Он спохватился и замолчал. Вислиценус засмеялся. Ему все больше нравился генерал: и тем, что он изменился в лице, когда речь зашла об его деле ("да, конечно, у него подлинное это"), и тем, что перелицованный костюм с боковым карманом на правой стороне пиджака на нем казался почти новым, и тем, что в его купе приятно пахло туалетной водой, – и всем вообще своим обликом. "Облик – пустяки, но в каком-то смысле мы оба с ним люди старого времени", – подумал Вислиценус. К собственному его удивлению, эта неожиданная мысль не была ему неприятна.
– Вы меня обошли слева, – смеясь, сказал он, показывая, что командарму опасаться нечего. – Да я и в самом деле плохой марксист. – Тамарин снова насторожился. "Это можно понимать двояко: "плохо понимаю марксизм" или "плохо верю в марксизм"? Уж не провокация ли?" – подумал он. Стук поезда чуть изменил тон, послышался свисток; это как будто клало конец отделу разговора, как в книге цифра новой главы. Вислиценус посмотрел на часы.
– Медленно идет время… Вы позволите? – спросил он, взяв с дивана иллюстрированный журнал. – Вы, кажется, занимались крестословицами?
– Да, я в дороге люблю, – сказал, виновато улыбнувшись, Тамарин. – Работать ведь нельзя, а…
– Я тоже очень люблю.
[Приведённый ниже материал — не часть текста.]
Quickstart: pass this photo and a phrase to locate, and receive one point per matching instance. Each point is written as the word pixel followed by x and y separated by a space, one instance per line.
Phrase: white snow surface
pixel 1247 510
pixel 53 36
Вот эта? "Им славятся Марсель и Казань…" Мыло, конечно, – с торжеством догадался он.
– Это-то мыло, а вот дальше: "Энергичного человека она не заставит повернуть обратно", вы это скажите.
– "Энергичного человека она не заставит повернуть обратно…" Да… "Бомба"? Нет… "Красавица"?..
– Нет, какая же "красавица", четыре буквы. – Генерал снова вынул из кармана серебряный карандаш.
IV
Надежде Ивановне тоже было отведено отдельное купе: места в вагоне было гораздо больше, чем требовалось. Проводник давно аккуратно прибрал постель, нигде не было ни соринки. Оглядела себя в зеркало, все в порядке, разве только следы сажи в ноздрях. "Ничего, это не противно… Какой чудак Дакочи, – подумала она и пожалела, что была нелюбезна: он ведь ничего обидного не сказал, а нотации читает отечески. – Удивительно, как много стариков относится ко мне отечески. Но противного в нем нет ничего, напротив. Что же "напротив"? Не выходить же замуж за старика, глупости!.."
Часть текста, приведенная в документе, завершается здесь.